You may also be required to wear a mask in some community settings under certain Alert Levels where COVID-19 is spreading within communities. These masks can be purchased from several places such as pharmacies or hardware stores. 

PPE might look a little scary, but it’s a good thing. 

The people wearing PPE are just the same people who would look after you, or visit you ordinarily, and they’re wearing it to keep you and them safe. 

If you’re feeling unwell, it’s important to tell your carers, support workers, or the doctors who look after you.This is so that they can make sure they know what PPE to use to keep you and themselves safe. 

If you do wear a mask, you must do so correctly, this means: 

  • Making sure your hands are clean when you put the mask on, 
  • Wash your hands for at least 20 seconds with soap and water and dry them thoroughly; 
  • If you can’t access soap and water, use an alcohol-based hand sanitiser containing at least 60% alcohol. If you’re using sanitiser, make sure that you use enough to cover your hands and rub your hands together until dry; 
  • Put the face mask over your nose and mouth and secure it with ties or loops. Make sure the mask fits snugly and fully covers your mouth, nose and chin; 
  • Your mask should be comfortable with no gaps between the mask and your face, and lets you breathe easily;  
  • Don’t touch the front of your mask or your face or eyes; 
  • Replace your face mask if it becomes damp, damaged, or soiled; 
  • Before you take your mask off, clean your hands again by washing them or using alcohol-based hand sanitiser; 
  • Take your mask off carefully by holding the ear loops or untying the ties. For face masks with a pair of ties, undo the bottom tie first, then the top one;
  • If you are using a single-use mask, when you are finished using it make sure it is put in a closed bin or in a sealed plastic bag before you put it in the bin; 
  • Clean your hands again; 
  • Don’t reuse or try to disinfect single-use disposable face masks; If you are using a reusable cloth mask, make sure it’s washed use using hot water (60 degrees Celsius) after each use and clothes detergent. Make sure it is completely dry before reusing it. 

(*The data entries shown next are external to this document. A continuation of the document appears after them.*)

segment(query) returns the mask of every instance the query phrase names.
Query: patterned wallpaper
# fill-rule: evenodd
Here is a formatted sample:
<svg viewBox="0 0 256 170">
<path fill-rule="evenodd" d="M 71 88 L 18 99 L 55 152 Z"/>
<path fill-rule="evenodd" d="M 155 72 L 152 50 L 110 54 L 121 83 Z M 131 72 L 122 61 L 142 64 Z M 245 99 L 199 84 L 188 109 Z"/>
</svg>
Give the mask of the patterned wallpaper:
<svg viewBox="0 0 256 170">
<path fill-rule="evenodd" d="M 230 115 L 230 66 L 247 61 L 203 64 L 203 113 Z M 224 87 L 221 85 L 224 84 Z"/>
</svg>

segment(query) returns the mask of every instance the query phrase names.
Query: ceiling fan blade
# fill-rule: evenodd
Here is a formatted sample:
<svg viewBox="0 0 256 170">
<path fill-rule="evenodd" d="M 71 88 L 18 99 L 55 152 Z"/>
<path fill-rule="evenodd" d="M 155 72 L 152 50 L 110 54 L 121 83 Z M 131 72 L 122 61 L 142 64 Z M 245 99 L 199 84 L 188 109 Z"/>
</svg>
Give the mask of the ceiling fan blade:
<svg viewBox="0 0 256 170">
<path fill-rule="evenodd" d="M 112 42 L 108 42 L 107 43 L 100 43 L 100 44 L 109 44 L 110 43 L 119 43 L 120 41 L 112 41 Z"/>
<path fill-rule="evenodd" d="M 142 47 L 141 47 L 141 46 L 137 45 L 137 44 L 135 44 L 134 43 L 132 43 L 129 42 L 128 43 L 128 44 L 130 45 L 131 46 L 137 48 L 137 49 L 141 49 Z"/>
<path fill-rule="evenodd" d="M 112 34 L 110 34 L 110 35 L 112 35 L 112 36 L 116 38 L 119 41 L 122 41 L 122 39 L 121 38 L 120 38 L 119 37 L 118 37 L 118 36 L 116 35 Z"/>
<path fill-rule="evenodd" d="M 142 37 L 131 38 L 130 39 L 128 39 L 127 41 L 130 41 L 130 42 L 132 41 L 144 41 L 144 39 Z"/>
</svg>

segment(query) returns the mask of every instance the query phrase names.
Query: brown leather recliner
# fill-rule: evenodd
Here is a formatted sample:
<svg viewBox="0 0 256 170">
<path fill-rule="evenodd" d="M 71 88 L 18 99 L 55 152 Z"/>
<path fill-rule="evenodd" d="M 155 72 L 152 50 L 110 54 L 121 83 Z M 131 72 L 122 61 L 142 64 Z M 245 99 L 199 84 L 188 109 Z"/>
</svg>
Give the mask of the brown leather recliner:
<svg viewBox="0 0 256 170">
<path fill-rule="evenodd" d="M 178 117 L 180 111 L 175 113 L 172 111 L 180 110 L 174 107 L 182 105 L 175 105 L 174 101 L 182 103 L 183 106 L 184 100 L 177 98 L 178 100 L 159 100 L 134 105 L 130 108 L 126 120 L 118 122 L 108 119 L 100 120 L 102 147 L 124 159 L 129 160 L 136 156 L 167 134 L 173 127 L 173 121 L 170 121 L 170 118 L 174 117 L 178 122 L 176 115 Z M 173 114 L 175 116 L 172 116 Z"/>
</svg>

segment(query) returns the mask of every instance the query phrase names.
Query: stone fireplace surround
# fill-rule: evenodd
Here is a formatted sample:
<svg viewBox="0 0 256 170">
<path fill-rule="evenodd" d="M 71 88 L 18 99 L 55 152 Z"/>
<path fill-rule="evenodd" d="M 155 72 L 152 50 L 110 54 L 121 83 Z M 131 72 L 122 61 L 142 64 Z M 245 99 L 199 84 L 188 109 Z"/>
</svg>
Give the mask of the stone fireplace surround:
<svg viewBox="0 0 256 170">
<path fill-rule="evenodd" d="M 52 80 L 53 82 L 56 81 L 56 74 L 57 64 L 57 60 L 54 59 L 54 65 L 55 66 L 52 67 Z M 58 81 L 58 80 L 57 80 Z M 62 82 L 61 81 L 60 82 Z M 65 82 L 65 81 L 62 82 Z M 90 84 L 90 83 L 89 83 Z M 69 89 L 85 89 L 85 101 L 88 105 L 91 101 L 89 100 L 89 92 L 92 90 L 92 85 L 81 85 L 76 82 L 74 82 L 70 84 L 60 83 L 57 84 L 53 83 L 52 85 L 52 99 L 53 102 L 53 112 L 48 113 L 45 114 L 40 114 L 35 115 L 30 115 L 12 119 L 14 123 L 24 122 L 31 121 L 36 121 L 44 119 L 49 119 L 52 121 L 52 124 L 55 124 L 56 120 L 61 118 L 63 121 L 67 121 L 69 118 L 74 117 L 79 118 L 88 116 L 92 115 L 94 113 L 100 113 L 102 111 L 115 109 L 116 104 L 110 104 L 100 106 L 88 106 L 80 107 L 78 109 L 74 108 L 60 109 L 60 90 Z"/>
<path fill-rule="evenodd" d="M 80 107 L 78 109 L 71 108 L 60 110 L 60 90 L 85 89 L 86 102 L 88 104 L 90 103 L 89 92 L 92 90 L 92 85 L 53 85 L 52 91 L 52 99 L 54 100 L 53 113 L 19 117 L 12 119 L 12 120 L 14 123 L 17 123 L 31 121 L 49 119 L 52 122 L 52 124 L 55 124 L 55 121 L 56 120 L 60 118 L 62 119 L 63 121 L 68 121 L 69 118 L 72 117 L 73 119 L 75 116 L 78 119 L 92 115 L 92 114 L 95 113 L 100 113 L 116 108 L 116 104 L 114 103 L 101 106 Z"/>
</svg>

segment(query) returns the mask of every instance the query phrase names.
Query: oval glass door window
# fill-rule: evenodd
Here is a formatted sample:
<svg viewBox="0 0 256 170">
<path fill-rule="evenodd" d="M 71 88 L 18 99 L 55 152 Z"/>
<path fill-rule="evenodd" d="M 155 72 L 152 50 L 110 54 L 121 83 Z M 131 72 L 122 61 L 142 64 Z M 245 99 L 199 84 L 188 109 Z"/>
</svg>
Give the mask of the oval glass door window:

While PPE is important, it’s also essential to maintain good hygiene practises, these include: 

  • making sure your mouth and nose is covered by your elbow or a tissue when you cough or sneeze; 
  • putting used tissues in the bin, or a bag immediately and cleaning your hands immediately; 
  • wash your hands with soap and water often, for at least 20 seconds, and dry them thoroughly, or use hand sanitiser (as above); 
  • avoid close contact with people if you’re unwell; keep a physical distance of at least two metres from others; 
  • Clean surfaces regularly, especially ones that are used or touched often, for example, tabletops, counters, light switches, and touch screens. 

If you are someone who relies on New Zealand Sign Language, or visual facial cues such as lip reading, or are needing to communicate with someone who does. In that case, you are allowed to remove your mask to communicate. However, you must maintain a physical distance of 2 metres when you do. 

If you wear a hearing aid, you need to be careful when putting on or taking off your face mask to make sure you don’t lose your hearing aid or get it tangled in the mask ties or loops. You may find that using face masks that tie around the head, rather than those that loop over the ears, will help keep the mask loops free from your hearing aid.